The curb on "double-dipping" state employees also prevents such returning workers from accruing a second state pension. And it requires supervisors to notify the governor, the House speaker and Senate president to justify hiring a retiree, said the sponsor Rep. Rob Schenck, R-Spring Hill.
In an 89-23 vote, Schenck succeeded in attaching the provision to a retirement bill (SB 2848) that passed the House 114-3. The bill authorizes, but doesn't fund, a study to look into "different retirement options for returning employees," according to the bill.
The bill faces an uncertain future in the Senate, where a similar measure was killed in committee.
Senate Government Operations Committee Chairman Al Lawson, D-Tallahassee, vowed on Wednesday to strip the amendment aimed at curbing double-dipping or to make sure the bill is not heard before the Legislature adjourns Friday.
"If I don't have enough votes to do it, I won't take up the bill," Lawson said.
Senate sends energy bill on to governor
With a 39-1 vote, the Florida Senate sent to Gov. Charlie Crist an omnibus energy bill he has made one of his top legislative priorities.
But to do so, the Senate accepted a last-minute House amendment pushed by automakers that prevents the state's environmental agency from setting strong auto emissions standards at the same levels as California.
Such a new standard would have to pass legislative approval under the bill (HB 7135). Crist signed off on the change.
The bill creates a greenhouse gas cap-and-trade program, which must come back for legislative approval. And it includes utility-friendly language, such as making it easier for utilities to run transmission lines through state lands. It also enshrines the promotion of nuclear power as part of the state's strategy to pursue low-carbon power.

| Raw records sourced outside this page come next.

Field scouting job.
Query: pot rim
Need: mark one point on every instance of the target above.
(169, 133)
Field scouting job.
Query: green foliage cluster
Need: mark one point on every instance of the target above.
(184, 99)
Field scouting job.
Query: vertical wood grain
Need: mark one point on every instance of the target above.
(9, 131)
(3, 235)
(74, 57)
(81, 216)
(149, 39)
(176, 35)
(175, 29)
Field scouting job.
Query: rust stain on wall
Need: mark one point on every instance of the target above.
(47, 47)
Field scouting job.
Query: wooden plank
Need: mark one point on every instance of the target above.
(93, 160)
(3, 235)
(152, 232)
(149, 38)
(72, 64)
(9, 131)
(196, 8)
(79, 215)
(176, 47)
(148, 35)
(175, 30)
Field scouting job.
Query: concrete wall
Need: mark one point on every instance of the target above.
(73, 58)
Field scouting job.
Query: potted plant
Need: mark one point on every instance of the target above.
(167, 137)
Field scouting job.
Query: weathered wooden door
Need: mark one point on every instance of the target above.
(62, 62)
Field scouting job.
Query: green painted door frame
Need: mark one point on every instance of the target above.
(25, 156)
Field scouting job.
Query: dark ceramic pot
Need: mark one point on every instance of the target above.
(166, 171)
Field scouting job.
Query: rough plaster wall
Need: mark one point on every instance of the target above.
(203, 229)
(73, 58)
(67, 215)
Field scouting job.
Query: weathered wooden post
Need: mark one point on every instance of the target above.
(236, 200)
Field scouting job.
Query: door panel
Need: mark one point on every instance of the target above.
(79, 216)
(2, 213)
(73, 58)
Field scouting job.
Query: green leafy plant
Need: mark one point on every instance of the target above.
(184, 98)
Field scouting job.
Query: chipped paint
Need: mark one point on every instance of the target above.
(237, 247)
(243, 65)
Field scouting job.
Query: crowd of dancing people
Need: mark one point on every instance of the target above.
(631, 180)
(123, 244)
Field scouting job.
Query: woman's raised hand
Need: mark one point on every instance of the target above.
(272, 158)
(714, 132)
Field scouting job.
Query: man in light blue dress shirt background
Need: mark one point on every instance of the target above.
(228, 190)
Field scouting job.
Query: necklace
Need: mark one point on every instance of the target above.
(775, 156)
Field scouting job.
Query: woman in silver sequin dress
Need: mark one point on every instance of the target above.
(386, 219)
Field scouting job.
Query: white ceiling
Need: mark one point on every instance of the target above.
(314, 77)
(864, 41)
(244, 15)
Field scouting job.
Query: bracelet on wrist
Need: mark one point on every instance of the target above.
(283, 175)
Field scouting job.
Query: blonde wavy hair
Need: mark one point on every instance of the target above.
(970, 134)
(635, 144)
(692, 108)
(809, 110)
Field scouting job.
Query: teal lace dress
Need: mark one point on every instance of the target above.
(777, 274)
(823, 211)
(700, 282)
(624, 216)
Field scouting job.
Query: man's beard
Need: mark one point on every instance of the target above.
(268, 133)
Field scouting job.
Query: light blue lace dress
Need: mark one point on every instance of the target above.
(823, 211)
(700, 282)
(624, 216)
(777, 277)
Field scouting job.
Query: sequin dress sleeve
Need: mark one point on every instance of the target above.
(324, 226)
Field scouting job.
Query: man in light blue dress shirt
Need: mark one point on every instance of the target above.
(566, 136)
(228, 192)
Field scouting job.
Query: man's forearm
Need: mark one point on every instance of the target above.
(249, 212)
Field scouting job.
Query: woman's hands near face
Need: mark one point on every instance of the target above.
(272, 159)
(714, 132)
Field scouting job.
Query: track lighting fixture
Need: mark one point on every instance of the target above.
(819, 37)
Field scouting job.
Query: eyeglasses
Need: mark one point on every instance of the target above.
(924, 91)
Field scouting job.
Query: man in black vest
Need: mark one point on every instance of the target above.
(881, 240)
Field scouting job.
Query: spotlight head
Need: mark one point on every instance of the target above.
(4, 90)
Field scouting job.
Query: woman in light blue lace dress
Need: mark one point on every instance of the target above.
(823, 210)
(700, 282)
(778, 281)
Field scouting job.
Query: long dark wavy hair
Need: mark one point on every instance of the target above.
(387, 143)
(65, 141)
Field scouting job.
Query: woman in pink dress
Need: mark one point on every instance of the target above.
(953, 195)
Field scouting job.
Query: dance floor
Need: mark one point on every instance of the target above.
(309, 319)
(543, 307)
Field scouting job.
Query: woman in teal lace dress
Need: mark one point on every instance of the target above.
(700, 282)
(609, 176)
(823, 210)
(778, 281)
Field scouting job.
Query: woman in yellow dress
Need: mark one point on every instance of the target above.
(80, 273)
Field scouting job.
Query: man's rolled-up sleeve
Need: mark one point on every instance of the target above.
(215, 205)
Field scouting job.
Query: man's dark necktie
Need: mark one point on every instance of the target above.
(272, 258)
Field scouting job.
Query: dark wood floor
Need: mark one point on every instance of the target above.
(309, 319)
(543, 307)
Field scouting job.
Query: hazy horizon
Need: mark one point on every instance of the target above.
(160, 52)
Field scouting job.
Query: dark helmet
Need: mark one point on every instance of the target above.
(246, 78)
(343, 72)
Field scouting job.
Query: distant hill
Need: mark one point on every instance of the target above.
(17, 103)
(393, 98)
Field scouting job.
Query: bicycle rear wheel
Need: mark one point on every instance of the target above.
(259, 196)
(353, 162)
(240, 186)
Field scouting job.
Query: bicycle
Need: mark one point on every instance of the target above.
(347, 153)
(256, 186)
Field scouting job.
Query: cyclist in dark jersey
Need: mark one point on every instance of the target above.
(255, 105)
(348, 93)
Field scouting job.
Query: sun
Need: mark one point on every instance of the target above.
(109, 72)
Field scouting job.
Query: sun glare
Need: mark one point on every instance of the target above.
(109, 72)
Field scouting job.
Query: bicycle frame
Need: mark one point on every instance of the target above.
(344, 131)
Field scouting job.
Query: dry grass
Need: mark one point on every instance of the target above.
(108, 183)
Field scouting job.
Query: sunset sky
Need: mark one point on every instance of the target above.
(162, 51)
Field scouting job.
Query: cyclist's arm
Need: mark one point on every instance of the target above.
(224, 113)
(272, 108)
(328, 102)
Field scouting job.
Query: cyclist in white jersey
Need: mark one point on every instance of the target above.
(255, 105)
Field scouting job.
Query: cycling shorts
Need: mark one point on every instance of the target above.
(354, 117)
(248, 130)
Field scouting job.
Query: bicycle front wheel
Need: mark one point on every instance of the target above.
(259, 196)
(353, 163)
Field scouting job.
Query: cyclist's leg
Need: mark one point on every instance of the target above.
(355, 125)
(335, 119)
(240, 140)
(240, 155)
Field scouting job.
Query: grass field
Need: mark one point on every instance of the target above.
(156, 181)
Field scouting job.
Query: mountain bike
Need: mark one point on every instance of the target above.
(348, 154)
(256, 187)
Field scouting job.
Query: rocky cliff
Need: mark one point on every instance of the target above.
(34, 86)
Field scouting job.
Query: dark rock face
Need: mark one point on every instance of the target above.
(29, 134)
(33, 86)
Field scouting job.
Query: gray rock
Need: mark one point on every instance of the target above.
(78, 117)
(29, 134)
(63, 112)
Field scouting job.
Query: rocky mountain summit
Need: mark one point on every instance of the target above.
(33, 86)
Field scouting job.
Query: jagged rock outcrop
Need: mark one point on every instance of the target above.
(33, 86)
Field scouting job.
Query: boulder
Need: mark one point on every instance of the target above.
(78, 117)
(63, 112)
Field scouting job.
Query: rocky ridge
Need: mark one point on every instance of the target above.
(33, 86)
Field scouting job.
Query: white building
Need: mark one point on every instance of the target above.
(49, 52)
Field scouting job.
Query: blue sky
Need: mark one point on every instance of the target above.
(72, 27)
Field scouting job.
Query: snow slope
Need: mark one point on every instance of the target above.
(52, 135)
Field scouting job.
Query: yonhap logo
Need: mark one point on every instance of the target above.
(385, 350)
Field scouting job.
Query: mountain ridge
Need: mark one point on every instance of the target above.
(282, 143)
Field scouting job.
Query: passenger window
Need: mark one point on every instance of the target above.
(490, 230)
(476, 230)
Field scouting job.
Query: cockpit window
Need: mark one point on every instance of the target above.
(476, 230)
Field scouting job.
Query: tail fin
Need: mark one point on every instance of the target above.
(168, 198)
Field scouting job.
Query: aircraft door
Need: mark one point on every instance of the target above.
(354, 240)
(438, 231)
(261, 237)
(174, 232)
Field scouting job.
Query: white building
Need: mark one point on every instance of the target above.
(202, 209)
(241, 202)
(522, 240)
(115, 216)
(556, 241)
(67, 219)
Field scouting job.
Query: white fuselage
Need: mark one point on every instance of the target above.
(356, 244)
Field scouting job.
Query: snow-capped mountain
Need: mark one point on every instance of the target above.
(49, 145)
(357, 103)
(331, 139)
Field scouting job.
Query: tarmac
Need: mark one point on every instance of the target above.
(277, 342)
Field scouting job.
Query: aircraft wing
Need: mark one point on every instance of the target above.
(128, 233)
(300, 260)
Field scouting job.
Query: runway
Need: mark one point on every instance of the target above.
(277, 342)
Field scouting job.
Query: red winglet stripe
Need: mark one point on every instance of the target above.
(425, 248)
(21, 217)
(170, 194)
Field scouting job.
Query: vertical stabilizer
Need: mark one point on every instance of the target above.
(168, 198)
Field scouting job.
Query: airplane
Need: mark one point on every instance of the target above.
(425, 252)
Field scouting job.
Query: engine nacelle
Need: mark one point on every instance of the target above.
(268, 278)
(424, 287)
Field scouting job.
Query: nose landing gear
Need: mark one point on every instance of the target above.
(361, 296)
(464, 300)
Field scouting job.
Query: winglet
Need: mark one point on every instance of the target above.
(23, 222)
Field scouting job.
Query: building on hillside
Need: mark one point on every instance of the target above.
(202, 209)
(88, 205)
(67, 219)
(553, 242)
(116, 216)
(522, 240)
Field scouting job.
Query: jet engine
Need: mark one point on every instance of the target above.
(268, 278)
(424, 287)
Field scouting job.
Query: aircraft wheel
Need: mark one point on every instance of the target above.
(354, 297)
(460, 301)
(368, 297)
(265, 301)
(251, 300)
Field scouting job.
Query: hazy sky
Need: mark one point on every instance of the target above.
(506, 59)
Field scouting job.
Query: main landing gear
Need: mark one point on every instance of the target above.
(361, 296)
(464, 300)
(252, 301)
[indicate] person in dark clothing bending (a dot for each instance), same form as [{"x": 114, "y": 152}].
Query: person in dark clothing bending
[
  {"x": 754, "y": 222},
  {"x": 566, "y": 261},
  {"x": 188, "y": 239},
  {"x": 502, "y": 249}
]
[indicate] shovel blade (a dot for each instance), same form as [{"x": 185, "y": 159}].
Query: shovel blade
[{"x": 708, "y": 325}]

At the behest of Publix and other businesses, the bill also would prohibit local governments from banning plastic shopping bags, as San Francisco has done.
Florida Forever, well, for another 10 years
Florida Forever, the state's land-buying program for conservation, will be extended another 10 years under a bill (SB 542) the House unanimously sent to the governor Wednesday.
Crist is expected to sign the plan extending the program to 2020, with $5.3-billion in bonding authority over that 10-year period. In this year's budget, the Florida Forever program has $300-million to spend on land acquisition. The Senate unanimously approved the plan last week.
The bill includes new twists, including money to buy conservation easements on agricultural land and more money to purchase and conserve working waterfronts, like historic fishing docks.
Commuter rail plan may be at end of line
A $650-million plan for an Orlando commuter rail appeared to be in jeopardy Wednesday after it was stripped from a major transportation bill (SB 1978).
Sponsoring Sen. Carey Baker, R-Eustis, said opposition to the plan to provide private railroad company CSX immunity from liability when it runs freight trains on the commuter track threatened to sink the rest of the plan.
The House has approved the plan, but a growing number of senators oppose the liability language, which CSX demanded if it's to sell the rail line for the project.
"I think the liability issue's dead," said Senate Majority Leader Dan Webster, R-Winter Garden, a top advocate.
Times staff writers Jennifer Liberto and David DeCamp contributed to this report.